After the session, I emailed the professor who had spoken about "androgen abusers" and asked whether he would agree that the folks treating transgenders were not also "androgen abusers," both the doctors and the patients.
He replied that this was using testosterone for "gender affirming" goals and only if the patients were attempting to become overly muscular would he think of this as androgen abuse.
The fact is, political/value thinking has driven the approach to "transgender medicine." The suicide rate among transgender patients has remained between 25 and 30% for 30 years.
If we embarked on any other sort of therapy for patients which was attended by a 30% mortality rate, would we be permitted to persist?
The transgender clinic folks say transgenders commit suicide because they are so abused by an intolerant society.
But is it not also possible transgender commit suicide at such astonishing rates because the underlying disorder is itself, a severe psychiatric disease? Are we actually helping these folks by giving them what they ask for?
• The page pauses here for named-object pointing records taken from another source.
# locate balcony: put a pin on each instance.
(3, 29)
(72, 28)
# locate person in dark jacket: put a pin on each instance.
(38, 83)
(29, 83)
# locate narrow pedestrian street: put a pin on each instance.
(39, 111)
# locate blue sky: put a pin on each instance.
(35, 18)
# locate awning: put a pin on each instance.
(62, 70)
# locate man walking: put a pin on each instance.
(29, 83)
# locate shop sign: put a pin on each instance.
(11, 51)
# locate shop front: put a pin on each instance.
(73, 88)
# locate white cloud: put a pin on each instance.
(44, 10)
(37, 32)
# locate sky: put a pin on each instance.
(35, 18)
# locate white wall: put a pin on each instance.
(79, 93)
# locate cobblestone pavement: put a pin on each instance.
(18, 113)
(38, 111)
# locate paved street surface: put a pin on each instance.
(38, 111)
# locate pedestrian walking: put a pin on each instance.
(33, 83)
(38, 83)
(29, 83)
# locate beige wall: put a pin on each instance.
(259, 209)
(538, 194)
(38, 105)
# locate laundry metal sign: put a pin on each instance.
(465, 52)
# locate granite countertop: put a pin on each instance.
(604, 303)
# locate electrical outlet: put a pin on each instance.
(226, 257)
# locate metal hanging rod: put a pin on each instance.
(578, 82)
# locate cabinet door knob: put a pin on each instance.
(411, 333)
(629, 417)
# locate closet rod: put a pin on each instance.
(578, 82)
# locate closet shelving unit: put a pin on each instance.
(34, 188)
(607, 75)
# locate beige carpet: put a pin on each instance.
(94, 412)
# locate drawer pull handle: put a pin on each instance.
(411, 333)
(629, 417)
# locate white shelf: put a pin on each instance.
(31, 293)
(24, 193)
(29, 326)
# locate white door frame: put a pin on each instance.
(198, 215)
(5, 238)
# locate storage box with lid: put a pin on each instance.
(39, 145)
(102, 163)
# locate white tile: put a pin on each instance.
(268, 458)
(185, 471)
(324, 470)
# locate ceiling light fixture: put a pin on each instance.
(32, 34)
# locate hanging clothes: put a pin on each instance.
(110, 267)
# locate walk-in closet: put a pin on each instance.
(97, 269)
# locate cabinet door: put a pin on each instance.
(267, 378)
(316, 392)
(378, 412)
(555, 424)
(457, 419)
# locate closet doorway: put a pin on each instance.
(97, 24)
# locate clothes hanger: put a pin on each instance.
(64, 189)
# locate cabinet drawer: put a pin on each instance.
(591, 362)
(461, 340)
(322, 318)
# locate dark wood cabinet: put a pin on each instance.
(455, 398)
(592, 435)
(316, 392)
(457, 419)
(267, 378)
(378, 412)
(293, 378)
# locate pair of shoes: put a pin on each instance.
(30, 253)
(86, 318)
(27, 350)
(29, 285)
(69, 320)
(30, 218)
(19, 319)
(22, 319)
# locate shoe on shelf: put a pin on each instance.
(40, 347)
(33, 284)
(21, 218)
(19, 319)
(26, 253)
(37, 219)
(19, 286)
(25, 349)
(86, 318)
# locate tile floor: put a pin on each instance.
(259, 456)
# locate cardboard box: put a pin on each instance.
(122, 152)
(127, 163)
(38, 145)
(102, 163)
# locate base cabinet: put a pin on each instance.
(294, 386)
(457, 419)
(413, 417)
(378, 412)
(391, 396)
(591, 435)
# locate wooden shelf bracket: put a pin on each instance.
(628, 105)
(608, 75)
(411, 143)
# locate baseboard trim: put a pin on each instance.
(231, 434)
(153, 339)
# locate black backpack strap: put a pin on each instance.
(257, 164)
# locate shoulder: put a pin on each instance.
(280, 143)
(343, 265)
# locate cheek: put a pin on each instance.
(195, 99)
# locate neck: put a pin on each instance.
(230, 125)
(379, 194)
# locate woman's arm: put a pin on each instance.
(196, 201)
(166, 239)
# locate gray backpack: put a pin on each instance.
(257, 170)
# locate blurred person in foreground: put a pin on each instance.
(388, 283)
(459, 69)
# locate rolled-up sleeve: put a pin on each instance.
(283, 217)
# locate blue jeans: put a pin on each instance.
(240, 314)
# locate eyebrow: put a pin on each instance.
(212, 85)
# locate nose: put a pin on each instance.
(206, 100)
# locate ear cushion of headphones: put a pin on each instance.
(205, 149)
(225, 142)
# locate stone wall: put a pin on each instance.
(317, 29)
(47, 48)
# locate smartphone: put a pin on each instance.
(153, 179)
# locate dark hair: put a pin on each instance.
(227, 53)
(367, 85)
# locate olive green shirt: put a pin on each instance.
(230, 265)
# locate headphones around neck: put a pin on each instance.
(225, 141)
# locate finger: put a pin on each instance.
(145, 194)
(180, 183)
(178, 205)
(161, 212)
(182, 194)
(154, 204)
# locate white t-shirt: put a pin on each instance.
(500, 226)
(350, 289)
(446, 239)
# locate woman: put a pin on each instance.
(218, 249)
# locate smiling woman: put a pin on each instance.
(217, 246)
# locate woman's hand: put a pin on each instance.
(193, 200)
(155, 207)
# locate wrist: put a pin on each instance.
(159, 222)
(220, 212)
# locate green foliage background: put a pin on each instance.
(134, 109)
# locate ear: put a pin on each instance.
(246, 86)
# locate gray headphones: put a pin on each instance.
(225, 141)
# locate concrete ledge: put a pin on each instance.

It is also remarkable how wide the range of therapy: Some female to males do not want voice changes but just to "seem more masculine" and so they are given just a little testosterone. Others receive super doses if that's what they want. Some receive testosterone but continue to have vaginal intercourse, and need contraception so they don't get pregnant.
When discussing placing IUD's in these patients, one of the treating physicians remarked the whole procedure of placing the IUD was very traumatic for the patient, presumably because it was a reminder of their underlying anatomy--in a patient who is having vaginal intercourse!
Much was made of the idea that we all ought to be careful to elicit what "pronoun" the patient prefers to refer to himself/herself with. Females to males often want to be referred to as "him." This should be scrupulously complied with.
Some "binary" patients (those who identify with both or neither gender) want to be referred to as "they."
My mind is clearly too inflexible to accommodate all this. It all struck me as the inmates in charge of the asylum. And that is just what the transgender clinic folks would object to: We are not superior to these patients and it is patronizing to even question whether we should not give them anything they wish.
Which means, of course, we have to give the transgender all the testosterone he desires but we refuse this to the male who wants to "abuse" testosterone to get the effect of increased muscle mass.